A more advanced example is creating study plans for a novel text
in chinese.

The following will compare all the characters and words in a given
text to the characters and words you've listed as "known" in your
knowledge base. It will then print out a study plan of what characters
and words you should learn to best understand the text.

```python
from cepy_tools import CeDict, StudyPlan, Text, KnowledgeBase
from cepy_tools.word_segmentation import greedy

cedict = CeDict()
kb = KnowledgeBase("我设计很", "设计")
text = Text("我很喜欢程序设计")
def segmenter(text):
    return greedy(text, lambda w: cedict.lookup_simplified(w) is not None)

planner = StudyPlan(text, kb, cedict, segmenter)
print(planner)

for plan_entry in planner.plan():
    print(str(plan_entry))
```

It prints the following information.
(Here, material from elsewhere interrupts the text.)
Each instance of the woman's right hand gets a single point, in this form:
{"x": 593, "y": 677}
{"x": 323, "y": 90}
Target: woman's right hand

Note that the words and
characters also show a cumulative percentage of how much of the input
text can be understood by following the study guide to that point.

```
Total Character Count:           8
Unique Characters:               8
New Characters:                  4
% New Characters (total/unique): 50.0% / 50.0%

Total Word Count:                5
Unique Words:                    5
New Words:                       2
% New Words (total/unique):      40.0% / 40.0%

[w: 60% / c:50%] <0> X (X) :: [<Current Knowledge>]
[w: 60% / c:62%] <1> 喜* (xi3) :: [to be fond of / to like / to enjoy / to be happy / to feel pleased / happiness / delight / glad]
[w: 60% / c:75%] <1> 欢* (huan1;huan1;huan1;huan1) ::
    -- (huan1) :: variant of 歡|欢[huan1]
    -- (huan1) :: joyous / happy / pleased
    -- (huan1) :: hubbub / clamor / variant of 歡|欢[huan1]
    -- (huan1) :: a breed of horse / variant of 歡|欢[huan1]
[w: 80% / c:75%] <1> 喜欢 (xi3 huan5) :: [to like; to be fond of]
[w: 80% / c:88%] <1> 程* (Cheng2;cheng2) ::
    -- (Cheng2) :: surname Cheng
    -- (cheng2) :: rule / order / regulations / formula / journey / procedure / sequence
[w: 80% / c:100%] <1> 序* (xu4) :: [(bound form) order; sequence / (bound form) introductory; initial / preface]
[w: 100% / c:100%] <1> 程序 (cheng2 xu4) :: [procedures / sequence / order / computer program]
```

The above example uses a very small knowledge base and very short
text, but it can be used to generate study plans for much larger texts
and much larger knowledge bases.

# License

CePy-Tools -- Copyright (C) 2025 Erik Swanson

CePy-Tools is licensed under the GPL-v3 (or later). See COPYING for more details.